Vietnam’s leading property developer Vingroup seems to know no limits to its talents as evidenced by the proposal it sent to the Ministry of Transport, seeking to buy into the country’s seaport operations.
Vingroup is keen to become a strategic partner in the Saigon Port Company Ltd, and Haiphong Port JSC currently owned by state-run Vinalines.
The developer has proposed buying a stake of up to 80 per cent in Haiphong Port at a price not lower than the average auction price.
Vingroup has also proposed to buy an 80 per cent stake at a price not lower than the initial public offering (IPO) in Saigon Port, and has demanded the right to partake in the company’s equitisation plan.
Haiphong Port JSC was equitised in 2014, with VND3.26 trillion ($152 million) in chartered capital, and Vinalines holding a 94.6 per cent stake.
Last year, the port reported total throughput cargo volumes of 19.7 million tonnes, earning VND1.57 trillion ($73.6 million) in revenue and VND397 billion ($18.5 million) in profits.
Meanwhile, Saigon Port’s enterprise value was set at VND3.99 trillion ($186 million) at the start of 2014. Of this, state equity was VND2.16 trillion ($101 million). Saigon Port will be equitised in the first quarter of this year. However, the state still want to retain a 75 per cent stake.
In its document to the MoT, Vingroup CEO Duong Thi Mai Hoa claimed that the group would apply the latest management models in the operation and management of these two major ports to bolster business efficiency.

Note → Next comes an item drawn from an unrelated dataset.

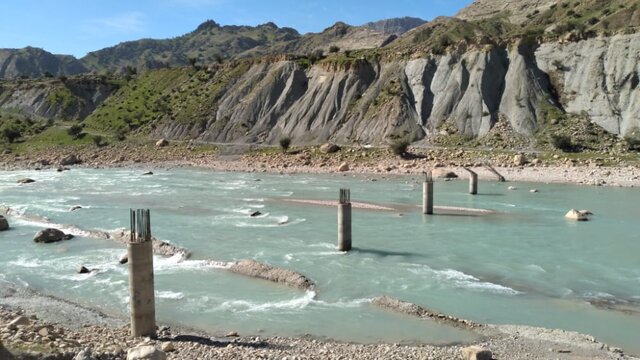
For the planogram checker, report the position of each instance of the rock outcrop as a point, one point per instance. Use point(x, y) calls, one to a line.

Apart from being trusted with the development of Nha Trang Port in the south-central province of Khanh Hoa, a subsidiary under Vingroup has also applied to build a passenger dock on Phu Quoc Island in the southern coastal province of Kien Giang.
Vingroup was also rumoured to be the single investor hoping to buy Phu Quoc International Airport.
To win a stake in Haiphong Port, Vingroup would need to compete head-on with the Vietnam-Oman Investment JSC (VOI) belonging to Oman’s sovereign wealth fund SGRF. The Middle East investor had sent a proposal to the Vietnamese government asking to acquire 29.68 per cent stake in Haiphong Port under a negotiated price scheme.
In the case of Saigon Port, if Vingroup was chosen to become the port’s strategic partner, parent company Vinalines would need to revise its resolution on selecting strategic partners as the Vinalines’ Member Council, which earlier regulated that Saigon Port’s strategic partners must operate in fields other than Vingroup’s core lines.